Un nouveau fonds pour une nouvelle étape stratégique

L’entretien s’ouvre sur la genèse de XAnge 5, successeur du précédent véhicule de 250 millions d’euros. Le nouveau fonds, déjà doté de 200 millions d’euros, a vocation à franchir un cap géographique et sectoriel. Historiquement ancré en France, Allemagne et Belgique, XAnge assume désormais une ambition paneuropéenne plus large, avec une équipe structurée à Berlin, Bruxelles et Paris.

Cyril Bertrand rappelle que ce nouveau véhicule s’inscrit dans la continuité d’un portefeuille déjà marqué par des réussites emblématiques: Odoo en Belgique, Ledger et Believe côté français, Aerospace Lab ou encore Greenly. Mais XAnge 5 n’est pas un simple fonds de prolongement: il formalise une thèse plus nette autour de l’IA, de la deeptech et de la transition durable, avec un renforcement du positionnement early stage sur ces verticales.

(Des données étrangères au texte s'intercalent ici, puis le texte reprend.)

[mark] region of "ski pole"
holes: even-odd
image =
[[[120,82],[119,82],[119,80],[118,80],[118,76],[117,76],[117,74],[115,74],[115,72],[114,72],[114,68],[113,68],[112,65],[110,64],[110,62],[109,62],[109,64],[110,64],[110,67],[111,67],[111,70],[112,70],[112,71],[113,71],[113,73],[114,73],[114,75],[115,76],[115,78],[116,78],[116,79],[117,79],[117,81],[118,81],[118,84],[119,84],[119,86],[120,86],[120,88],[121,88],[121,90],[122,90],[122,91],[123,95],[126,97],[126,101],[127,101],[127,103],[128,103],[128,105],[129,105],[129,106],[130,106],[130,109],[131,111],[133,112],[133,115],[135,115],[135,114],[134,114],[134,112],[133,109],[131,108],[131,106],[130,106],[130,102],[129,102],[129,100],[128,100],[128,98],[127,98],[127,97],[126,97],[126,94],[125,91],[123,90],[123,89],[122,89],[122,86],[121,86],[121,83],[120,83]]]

Les LPs historiques,notamment le FEI, Bpifrance, AEF, ont reconduit et amplifié leur engagement. Pour Cyril Bertrand, il s’agit d’une marque de confiance, mais aussi d’un pari assumé des grandes institutions européennes sur la deeptech, l’IA appliquée et les sujets de souveraineté technologique, en particulier en Allemagne et sur les thématiques climat-énergie.

De la décennie SaaS à la décennie deeptech

Interrogé sur le basculement de cycle entre le SaaS des années 2010 et la deeptech actuelle, Guilhem de Vregille pose un diagnostic clair. La décennie passée a été dominée par des innovations de business model et d’exécution – le SaaS remplaçant progressivement les modèles on-premise – alors que l’avantage technologique, au sens dur, passait souvent au second plan.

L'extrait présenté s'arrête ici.